A entrevista foi ao ar. A primeira pergunta foi algo tão genérico sobre a emoção do momento que nem me darei ao trabalho de buscar nos arquivos para reproduzir aqui. Mas, de toda forma, o presidente se emocionou muito, em diversos momentos em que não aparecia na tela da TV. Era quando buscava o olhar cúmplice de dona Marisa. Ou, para descontrair, tentava fazer algum comentário brincalhão com o amigo e assessor, o jornalista Ricardo Kotscho, que estava ao lado da futura primeira-dama, em cadeiras postas bem perto da bancada de apresentação montada especialmente para aquela edição excepcional do JN, na redação da Globo São Paulo.
Quando terminou, Ali Kamel e eu encaminhávamos o presidente eleito e sua mulher para uma sala onde ele concederia entrevista à jornalista Lally Weymouth — editora e herdeira do jornal Washington Post. Ainda no corredor, Lula comentou que, de vez em quando, precisava se beliscar para comprovar que aquilo era real. E manifestou surpresa com o fato de ter sido procurado por tantos chefes de Estado e de governo, ao longo do dia, para receber cumprimentos pela vitória nas urnas: “Esse pessoal todo ligando…”

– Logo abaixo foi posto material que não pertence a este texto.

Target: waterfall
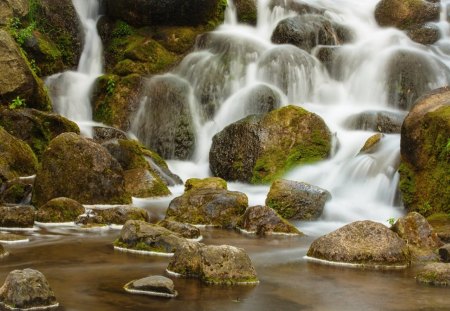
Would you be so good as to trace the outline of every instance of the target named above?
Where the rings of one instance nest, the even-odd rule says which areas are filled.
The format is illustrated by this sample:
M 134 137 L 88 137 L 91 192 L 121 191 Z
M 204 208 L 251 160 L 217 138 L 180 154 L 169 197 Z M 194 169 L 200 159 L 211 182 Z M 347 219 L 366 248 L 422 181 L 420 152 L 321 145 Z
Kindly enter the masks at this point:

Éramos cinco, no caminho: Lula, dona Marisa, Kotscho, Ali Kamel e eu. E, quando tomamos o elevador e a porta se fechou, o presidente eleito Luiz Inácio Lula da Silva disse o seguinte, sem que ninguém tivesse perguntado:
— Olha… fora o gol do Basílio, eu acho que eu não tive uma emoção igual a essa na vida.
Ponto.
O presidente havia ido buscar, na memória emocional, o sentimento expresso naquelas palavras. E eu, ato contínuo, saquei as minhas — das memórias que tinha das arquibancadas do Morumbi:
— Puta que pariu!
— William! — exclamou um Ali Kamel absolutamente desconcertado com minha interjeição. E eu, virando-se para a esposa do presidente eleito:
— No bom sentido, dona Marisa! Desculpe, por favor! Mas é que a primeira pergunta que eu faria era exatamente sobre qual dessas duas emoções havia sido maior!
E então, com um sorriso, disse Sua Excelência, o presidente eleito, a seus quatro acompanhantes, quando saímos do elevador: — Olha… se você tivesse perguntado… eu acho que diria que a eleição… foi uma emoção maior, sabe? Eu acho que foi, sim…”
Amorim Leite
Tenho esse livro. Ganhei há dois anos.